The results of both variants of Algorithm 1 are reported in Fig. 2, where the left plot is for Experiment 3 and the right plot is for Experiment 4.

Fig. 2
figure 2

The convergence behavior of the two variants of Algorithm 1 on a collection of 30 problem instances of (28) (the strongly convex case). Left plot: uncorrelated columns in K, and Right plot: \(50\%\) correlated columns in K

Clearly, as shown in Fig. 2, Alg. 1b (i.e. corresponding to Theorem 2) highly outperforms Alg. 1 (corresponding to Theorem 1).

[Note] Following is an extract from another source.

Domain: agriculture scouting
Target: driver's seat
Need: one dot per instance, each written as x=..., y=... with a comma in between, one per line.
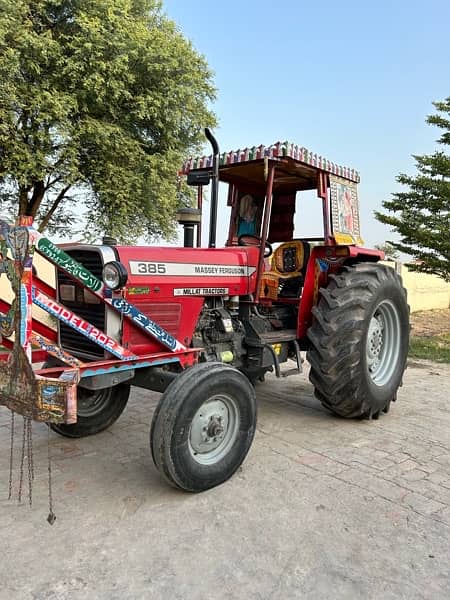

Alg. 1 matches well the \(\mathcal {O}\left( 1/k\right) \) convergence rate as stated in Theorem 1, while Alg. 1b shows its \(\mathcal {O}\left( 1/k^2\right) \) convergence rate as indicated by Theorem 2. Note that since \(g^{*}\) in (28) is non-strongly convex, we omit testing the result of Theorem 3. This case is rather well studied in the literature, see, e.g., [5].

5 Concluding remarks

We have developed a new variant of ASGARD introduced in [23, Algorithm 1], Algorithm 1, that unifies three different settings: general convexity, strong convexity, and strong convexity and smoothness. We have proved the convergence of Algorithm 1 for three settings on three convergence criteria: gap function, primal objective residual, and dual objective residual. Our convergence rates in all cases are optimal up to a constant factor and the convergence rates of the primal sequence is on the last iterate. Our preliminary numerical experiments have shown that the theoretical convergence rates of Algorithm 1 match well the actual rates observed in practice. The proposed algorithm can be easily extended to solve composite convex problems with three or multi-objective terms. It can also be customized to solve other models, including general linear and nonlinear constrained convex problems as discussed in [21, 23, 25].